In Choestoe Baptist Church where she has been and still is an active member, she was one of the founders of Woman's Missionary Union, served as a teacher in Sunday School, known for her knowledge of the Bible, and as Superintendent of the Sunday School even in the days before women took active roles in the major leadership of the church. She has been active in Georgia's Woman's Missionary Union, serving in past years on the Board as Divisional Vice-President.
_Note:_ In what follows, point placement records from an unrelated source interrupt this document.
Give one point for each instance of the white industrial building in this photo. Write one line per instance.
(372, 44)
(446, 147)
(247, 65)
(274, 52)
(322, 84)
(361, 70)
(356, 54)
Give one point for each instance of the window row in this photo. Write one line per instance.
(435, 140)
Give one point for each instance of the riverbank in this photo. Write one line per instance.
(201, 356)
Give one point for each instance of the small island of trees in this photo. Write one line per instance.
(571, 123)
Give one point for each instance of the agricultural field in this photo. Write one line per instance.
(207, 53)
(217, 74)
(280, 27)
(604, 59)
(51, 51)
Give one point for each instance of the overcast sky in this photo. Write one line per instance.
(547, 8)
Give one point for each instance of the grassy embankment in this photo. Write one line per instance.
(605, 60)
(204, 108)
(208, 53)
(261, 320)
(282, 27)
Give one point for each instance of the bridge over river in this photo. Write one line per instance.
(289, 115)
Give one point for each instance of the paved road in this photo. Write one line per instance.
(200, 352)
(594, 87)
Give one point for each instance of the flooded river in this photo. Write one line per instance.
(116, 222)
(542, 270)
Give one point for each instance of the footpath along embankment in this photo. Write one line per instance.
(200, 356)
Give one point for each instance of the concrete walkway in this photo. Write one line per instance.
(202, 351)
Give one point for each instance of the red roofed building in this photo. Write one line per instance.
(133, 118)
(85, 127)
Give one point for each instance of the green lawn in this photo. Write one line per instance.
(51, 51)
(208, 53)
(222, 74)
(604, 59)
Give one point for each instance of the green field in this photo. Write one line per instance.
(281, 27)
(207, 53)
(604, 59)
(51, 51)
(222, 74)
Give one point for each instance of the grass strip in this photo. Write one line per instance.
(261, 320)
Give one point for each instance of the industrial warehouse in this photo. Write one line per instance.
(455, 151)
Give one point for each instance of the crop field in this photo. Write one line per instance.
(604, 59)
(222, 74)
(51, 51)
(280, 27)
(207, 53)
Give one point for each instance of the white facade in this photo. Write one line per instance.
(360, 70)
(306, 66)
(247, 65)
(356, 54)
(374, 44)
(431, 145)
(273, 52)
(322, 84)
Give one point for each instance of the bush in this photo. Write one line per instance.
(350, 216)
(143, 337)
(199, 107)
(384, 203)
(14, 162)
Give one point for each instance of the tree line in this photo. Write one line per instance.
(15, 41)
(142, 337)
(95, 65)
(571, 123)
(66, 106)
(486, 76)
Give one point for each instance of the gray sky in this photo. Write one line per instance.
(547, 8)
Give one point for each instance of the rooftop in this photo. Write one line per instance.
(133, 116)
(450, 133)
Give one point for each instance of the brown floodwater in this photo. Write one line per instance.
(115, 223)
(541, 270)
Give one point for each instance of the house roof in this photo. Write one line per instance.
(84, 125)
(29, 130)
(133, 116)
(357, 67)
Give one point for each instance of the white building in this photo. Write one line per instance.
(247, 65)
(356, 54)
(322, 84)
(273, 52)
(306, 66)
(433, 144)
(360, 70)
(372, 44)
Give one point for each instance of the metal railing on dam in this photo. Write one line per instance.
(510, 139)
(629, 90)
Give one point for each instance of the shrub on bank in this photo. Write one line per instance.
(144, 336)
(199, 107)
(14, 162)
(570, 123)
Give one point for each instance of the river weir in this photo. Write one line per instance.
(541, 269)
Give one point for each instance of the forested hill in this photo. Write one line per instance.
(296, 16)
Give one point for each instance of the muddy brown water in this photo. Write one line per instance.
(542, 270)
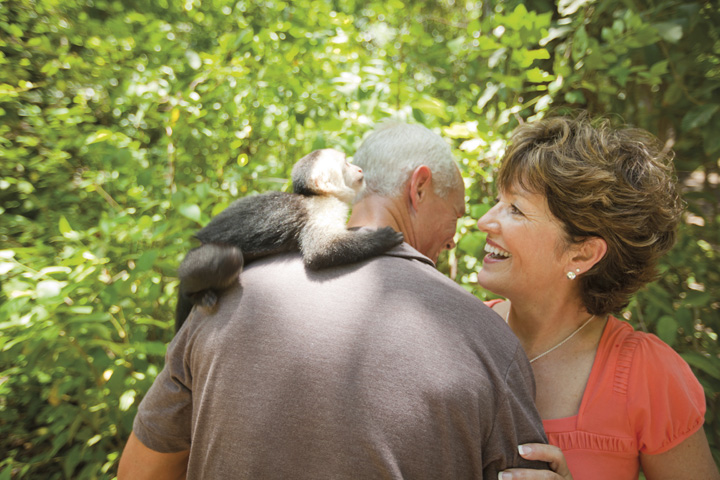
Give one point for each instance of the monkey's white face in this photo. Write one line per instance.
(336, 176)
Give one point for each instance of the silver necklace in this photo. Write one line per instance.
(507, 315)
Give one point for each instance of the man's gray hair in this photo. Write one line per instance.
(390, 154)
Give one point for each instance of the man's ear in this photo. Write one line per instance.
(419, 185)
(587, 254)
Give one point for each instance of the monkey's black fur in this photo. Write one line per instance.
(312, 220)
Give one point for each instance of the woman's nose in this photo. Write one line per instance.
(488, 221)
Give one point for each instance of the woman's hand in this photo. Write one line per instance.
(543, 453)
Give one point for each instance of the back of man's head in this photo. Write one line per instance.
(390, 154)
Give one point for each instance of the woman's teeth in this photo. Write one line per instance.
(496, 252)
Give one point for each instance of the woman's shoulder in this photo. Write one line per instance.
(642, 350)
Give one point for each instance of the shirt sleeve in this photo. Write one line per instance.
(667, 403)
(163, 421)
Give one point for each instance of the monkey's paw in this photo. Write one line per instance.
(387, 237)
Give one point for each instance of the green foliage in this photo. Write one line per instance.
(127, 125)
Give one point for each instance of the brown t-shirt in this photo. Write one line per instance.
(380, 369)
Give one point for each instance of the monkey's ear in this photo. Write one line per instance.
(324, 183)
(420, 183)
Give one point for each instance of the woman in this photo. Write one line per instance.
(584, 212)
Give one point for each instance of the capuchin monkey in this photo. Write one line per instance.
(312, 219)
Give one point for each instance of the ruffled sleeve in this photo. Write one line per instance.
(666, 401)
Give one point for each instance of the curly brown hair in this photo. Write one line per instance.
(613, 183)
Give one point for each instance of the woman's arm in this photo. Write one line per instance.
(689, 459)
(544, 453)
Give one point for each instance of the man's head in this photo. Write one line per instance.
(413, 184)
(390, 154)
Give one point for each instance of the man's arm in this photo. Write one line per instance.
(138, 462)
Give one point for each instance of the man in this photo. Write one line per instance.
(380, 369)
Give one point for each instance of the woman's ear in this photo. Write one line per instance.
(419, 185)
(587, 254)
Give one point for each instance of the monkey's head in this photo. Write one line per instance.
(327, 172)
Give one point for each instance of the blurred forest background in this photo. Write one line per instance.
(127, 124)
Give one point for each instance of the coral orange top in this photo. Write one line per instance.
(641, 397)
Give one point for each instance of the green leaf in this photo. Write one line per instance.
(667, 329)
(669, 31)
(431, 106)
(703, 363)
(64, 226)
(699, 116)
(192, 212)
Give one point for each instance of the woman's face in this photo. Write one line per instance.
(526, 249)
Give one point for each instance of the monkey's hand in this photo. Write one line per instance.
(385, 238)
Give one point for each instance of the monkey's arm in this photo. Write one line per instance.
(325, 242)
(205, 270)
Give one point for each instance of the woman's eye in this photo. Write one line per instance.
(514, 210)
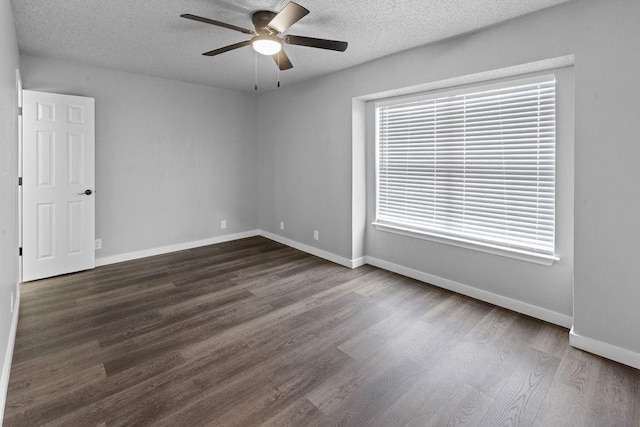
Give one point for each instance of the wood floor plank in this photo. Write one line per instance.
(252, 332)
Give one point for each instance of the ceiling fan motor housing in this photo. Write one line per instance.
(261, 19)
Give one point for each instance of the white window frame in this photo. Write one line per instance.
(517, 253)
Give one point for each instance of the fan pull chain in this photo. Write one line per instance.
(256, 69)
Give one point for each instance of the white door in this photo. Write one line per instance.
(58, 227)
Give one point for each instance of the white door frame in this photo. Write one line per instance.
(19, 136)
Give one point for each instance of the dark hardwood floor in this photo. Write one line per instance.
(252, 332)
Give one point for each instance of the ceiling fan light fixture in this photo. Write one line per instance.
(266, 44)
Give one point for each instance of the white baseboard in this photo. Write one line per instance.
(173, 248)
(499, 300)
(346, 262)
(603, 349)
(8, 357)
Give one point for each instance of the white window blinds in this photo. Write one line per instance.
(476, 166)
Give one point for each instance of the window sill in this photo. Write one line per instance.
(532, 257)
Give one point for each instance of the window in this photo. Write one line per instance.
(475, 166)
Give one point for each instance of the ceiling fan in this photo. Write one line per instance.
(265, 38)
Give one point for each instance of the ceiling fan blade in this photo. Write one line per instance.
(282, 60)
(227, 48)
(218, 23)
(288, 16)
(313, 42)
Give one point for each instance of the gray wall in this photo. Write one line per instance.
(8, 177)
(306, 165)
(172, 159)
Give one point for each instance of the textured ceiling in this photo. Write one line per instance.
(149, 37)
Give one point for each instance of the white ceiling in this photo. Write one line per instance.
(149, 37)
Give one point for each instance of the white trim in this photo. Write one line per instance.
(346, 262)
(501, 73)
(520, 255)
(604, 349)
(8, 357)
(499, 300)
(173, 248)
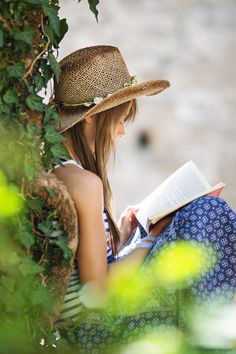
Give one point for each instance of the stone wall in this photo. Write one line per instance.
(193, 45)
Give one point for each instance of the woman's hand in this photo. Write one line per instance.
(127, 223)
(161, 225)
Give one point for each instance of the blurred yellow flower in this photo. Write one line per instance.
(182, 261)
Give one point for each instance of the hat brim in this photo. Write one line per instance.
(72, 115)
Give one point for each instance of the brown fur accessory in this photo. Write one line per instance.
(57, 278)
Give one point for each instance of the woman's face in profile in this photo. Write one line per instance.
(120, 126)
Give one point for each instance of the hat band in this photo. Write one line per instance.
(97, 100)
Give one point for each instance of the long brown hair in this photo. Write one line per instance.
(75, 141)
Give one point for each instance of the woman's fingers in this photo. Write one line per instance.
(161, 225)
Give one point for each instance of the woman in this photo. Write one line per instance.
(95, 97)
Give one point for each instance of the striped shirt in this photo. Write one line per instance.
(72, 307)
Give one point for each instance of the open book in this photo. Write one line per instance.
(182, 187)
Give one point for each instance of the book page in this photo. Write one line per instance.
(214, 191)
(182, 185)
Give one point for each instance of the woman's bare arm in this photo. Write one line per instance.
(86, 190)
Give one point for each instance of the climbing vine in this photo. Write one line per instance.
(30, 35)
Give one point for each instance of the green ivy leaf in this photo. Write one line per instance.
(10, 96)
(93, 7)
(50, 114)
(63, 28)
(1, 38)
(51, 192)
(27, 239)
(46, 230)
(26, 35)
(52, 136)
(55, 66)
(8, 283)
(16, 70)
(30, 170)
(35, 103)
(39, 82)
(58, 150)
(37, 2)
(53, 18)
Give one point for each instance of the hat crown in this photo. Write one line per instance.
(91, 72)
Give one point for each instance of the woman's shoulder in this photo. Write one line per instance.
(79, 180)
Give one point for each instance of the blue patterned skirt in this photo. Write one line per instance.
(207, 221)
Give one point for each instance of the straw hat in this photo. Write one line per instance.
(94, 79)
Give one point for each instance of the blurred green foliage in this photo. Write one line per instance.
(30, 34)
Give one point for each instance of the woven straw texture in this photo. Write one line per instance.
(92, 72)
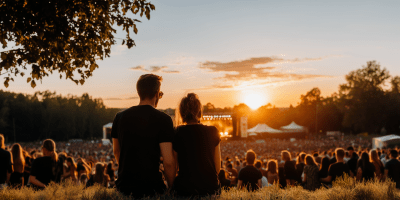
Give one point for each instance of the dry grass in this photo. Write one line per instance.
(344, 188)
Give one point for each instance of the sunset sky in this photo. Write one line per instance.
(227, 50)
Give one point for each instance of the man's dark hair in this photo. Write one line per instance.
(250, 157)
(350, 148)
(148, 86)
(394, 153)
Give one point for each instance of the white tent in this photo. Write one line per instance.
(263, 128)
(293, 127)
(380, 142)
(109, 125)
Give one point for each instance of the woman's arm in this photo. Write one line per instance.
(217, 158)
(36, 182)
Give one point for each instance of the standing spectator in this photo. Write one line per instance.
(141, 134)
(272, 172)
(337, 169)
(379, 168)
(197, 149)
(365, 169)
(392, 168)
(6, 167)
(17, 177)
(43, 168)
(249, 176)
(289, 168)
(310, 179)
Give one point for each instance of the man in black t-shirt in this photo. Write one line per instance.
(6, 167)
(392, 168)
(249, 176)
(337, 169)
(141, 134)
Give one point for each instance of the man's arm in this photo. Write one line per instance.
(116, 149)
(169, 162)
(217, 158)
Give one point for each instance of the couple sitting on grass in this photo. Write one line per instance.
(141, 134)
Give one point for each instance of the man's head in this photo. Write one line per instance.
(250, 157)
(339, 152)
(148, 87)
(394, 154)
(1, 141)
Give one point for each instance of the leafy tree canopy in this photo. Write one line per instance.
(66, 36)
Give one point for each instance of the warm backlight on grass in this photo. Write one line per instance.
(254, 100)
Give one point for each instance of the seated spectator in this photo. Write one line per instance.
(337, 169)
(392, 168)
(289, 168)
(311, 179)
(17, 177)
(249, 176)
(272, 172)
(365, 169)
(44, 168)
(6, 167)
(197, 149)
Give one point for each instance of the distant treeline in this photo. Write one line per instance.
(50, 115)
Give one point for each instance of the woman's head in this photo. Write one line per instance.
(49, 149)
(272, 165)
(286, 155)
(310, 160)
(190, 108)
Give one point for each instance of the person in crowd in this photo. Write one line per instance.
(337, 169)
(323, 170)
(249, 176)
(392, 168)
(6, 167)
(72, 169)
(289, 168)
(300, 166)
(111, 173)
(17, 177)
(379, 168)
(44, 168)
(233, 173)
(365, 169)
(272, 172)
(352, 163)
(197, 149)
(144, 133)
(100, 177)
(310, 178)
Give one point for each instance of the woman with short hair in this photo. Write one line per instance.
(311, 179)
(17, 177)
(197, 149)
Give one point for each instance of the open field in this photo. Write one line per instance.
(345, 188)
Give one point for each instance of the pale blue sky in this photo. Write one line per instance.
(340, 36)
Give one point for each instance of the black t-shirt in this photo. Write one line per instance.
(338, 169)
(250, 175)
(393, 167)
(43, 169)
(5, 165)
(195, 146)
(140, 130)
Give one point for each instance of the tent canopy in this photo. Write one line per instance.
(263, 128)
(293, 127)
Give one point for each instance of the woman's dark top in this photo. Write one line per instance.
(111, 173)
(222, 179)
(16, 179)
(368, 172)
(43, 169)
(290, 170)
(195, 145)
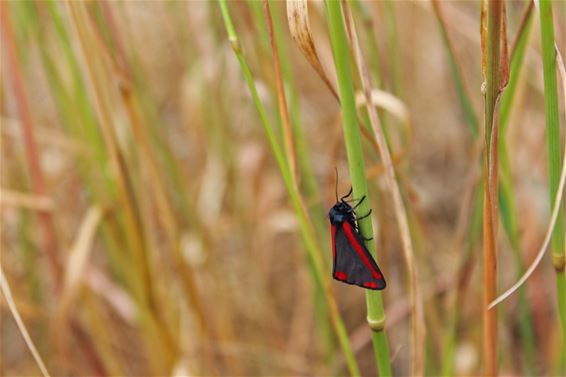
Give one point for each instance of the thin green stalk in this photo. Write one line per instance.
(507, 207)
(554, 159)
(305, 225)
(307, 180)
(352, 138)
(463, 97)
(495, 16)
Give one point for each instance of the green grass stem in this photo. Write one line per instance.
(307, 229)
(352, 139)
(554, 159)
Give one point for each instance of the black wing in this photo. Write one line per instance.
(353, 263)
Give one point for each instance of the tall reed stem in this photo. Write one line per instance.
(306, 226)
(495, 15)
(554, 158)
(352, 139)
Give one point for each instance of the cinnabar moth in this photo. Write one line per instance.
(352, 261)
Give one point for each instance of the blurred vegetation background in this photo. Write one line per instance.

When telling her niece, Doris Hunter Souther, what her main wish for her birthday is, she said, "I would wish, before I go, that the indebtedness on Choestoe's Family Life Center can be paid." And so, on Saturday, people honored her by making a donation to that cause which is dear to her heart.
To honor this stately lady, Truett McConnell College in nearby Cleveland, Georgia, which she worked actively to establish in 1946 when her pastor at that time, the Rev. Claud Boynton, served on the first Board of Trustees, the college has named a division the Dora Hunter Allison Spiva School of Education. The first four year graduates in education are now serving in schools, a continuing tribute to this notable teacher who has touched so many lives. Donations can be made in her honor to further equip and endow this School of Education which will be touching lives and training teachers for many years to come.
And the beat goes on. A great life is like a widening ripple. It touches deeply where the impact is first made, but it circles outward to reach far beyond the initial target in an ever-widening circle.
Mrs. Dora Hunter Allison Spiva, you have had great impact on so many touched by your caring nature and your dynamic personality, your ability to teach and your dedication to leadership. Saturday's party was beautiful, with her friends from the Blairsville Garden Club (which she helped to found years ago) making attractive decorations for every table and even the "throne-like" place where she sat. The food prepared by her fellow church members was exquisite and tasty, and the huge birthday cake fashioned by Judy Hood Rogers was a lovely centerpiece enjoyed by all. But Dora herself was definitely the center of attention and attraction--amazing, delightful Dora!
Thank you is too small a word to wish you a wonderful 104th birthday! But we do thank you. You did make more difference in our lives than you will ever know.